Ranti menerangkan, Kelima kliennya ditetapkan tersangka dan ditahan dengan tuduhan dugaan melakukan tindak pidana dimuka umum secara bersama-sama, yakni melakukan kekerasan/penganiayaan terhadap korban salah seorang karyawan perusahaan PT. Anam Koto.
Sebelumnya kronologis dugaan pelanggaran Pasal 170 KUHP tersebut terjadi pada tanggal 28 Mei 2022 sekitar pukul 09.00 Wib. Tempat kejadian perkara di area perkebunan kelapa sawit di lahan HGU PT Anam Koto, yang diduduki massa SPI basis Aia Gadang sejak tanggal 21 Februari 2022.

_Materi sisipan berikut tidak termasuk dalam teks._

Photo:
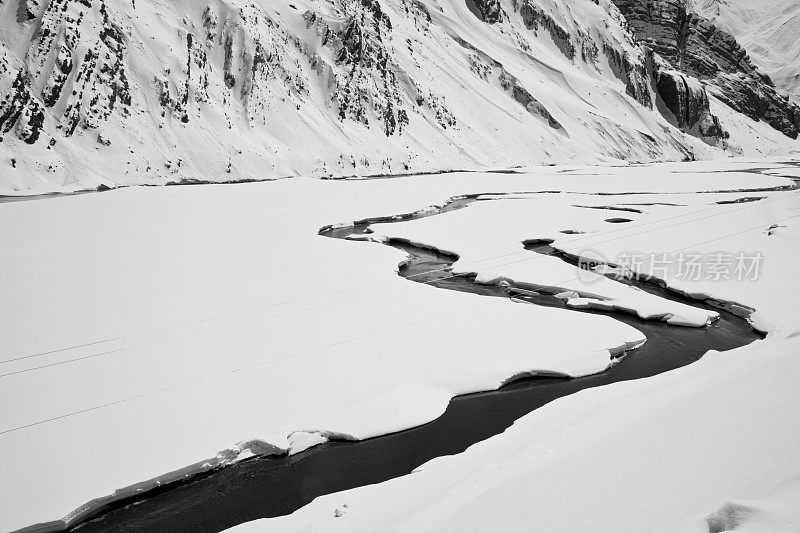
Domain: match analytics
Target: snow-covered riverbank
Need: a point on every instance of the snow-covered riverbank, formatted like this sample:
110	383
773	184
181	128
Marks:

Berdasarkan adanya Laporan Polisi Nomor : LP/B/128/V/2022 /SPKT/Polres Pasaman Barat dilakukan. Dilakukan pemeriksaan pada Kamis( 15/7) ditetapkan lima orang sebagai tersangka dan ditahan.
Lima orang tersangka satu di antaranya perempuan dengan inisial W(32 tahun) dan empat orang laki-laki inisial I (39 tahun), S (41 tahun), R (31 tahun) dan J (45 tahun)
Pasca dari penahanan yang dilakukan pada kamis malam tersebut, mengakibatkan puluhan anggota Serikat Petani SPI basis Aia Gadang mendatangi Polres Pasbar untuk meminta keadilan agar rekan-rekan mereka yang ditahan bisa dilepaskan. Lembaga Bantuan Hukum (LBH) Padang terus berupaya mengajukan permohonan penahanan terhadap ke-lima tersangka .
“Kita sudah koordinasi dan mengajukan surat permohonan pemindahan status tahanan pada Jumat pagi (22/7). Akhirnya permohonan penangguhan penahan terhadap tersangka W dapat dikabulkan oleh pihak Polres. Sementara Empat orang klien LBH Padang masih ditahan. Kami mohon juga untuk dapat menangguhkan ke-empat klien kami tersebut” kata Rianti.
Ia menegaskan dari Advokat Publik LBH Padang hanya mendampingi kelima tersangka, bukan kuasa hukum SPI.
Sementara itu, Kepala Kepolisian Resor Pasaman Barat AKBP M. Aries Purwanto, S.I.K., M.M melalui Kepala Satuan Reskrim Fetrizal S, S.I.K ,MH menyampaikan, penahanan terhadap kelima tersangka sudah sesuai prosedur hukum, dan juga berdasarkan adanya laporan, makanya tim Reskrim melakukan proses hingga melakukan penahanan terhadap kelimanya.
Fetrizal meminta dan menghimbau kepada masyarakat agar menghormati proses hukum yang sedang berlangsung.
Ia mengaku, memang pihaknya Jumat pagi telah mendapatkan surat permohonan dari kuasa hukum tersangka, tentang permohonan pengalihan tahanan menjadi tahanan kota.
Ia juga membenarkan Kapolres Pasbar menyetujui permohonan penangguhan penahanan terhadap tersangka W.
Dikatakannya, hingga kini proses penyelidikan dan penyidikan sudah dan sedang dilakukan, untuk itu silahkan masyarakat mengikuti proses yang sedang berjalan.
“Harapan kami, mari secara bersama agar kita dapat menjaga situasi kondusif sambil menunggu proses hukum sesuai undang-undang berlaku,” harapnya.
Selepas tersangka W ditangguhkan dan dibolehkan pulang, puluhan massa yang berkumpul sejak Kamis hingga Jumat malam di belakang Mako Polres Pasbar akhirnya membubarkan diri dengan tertib.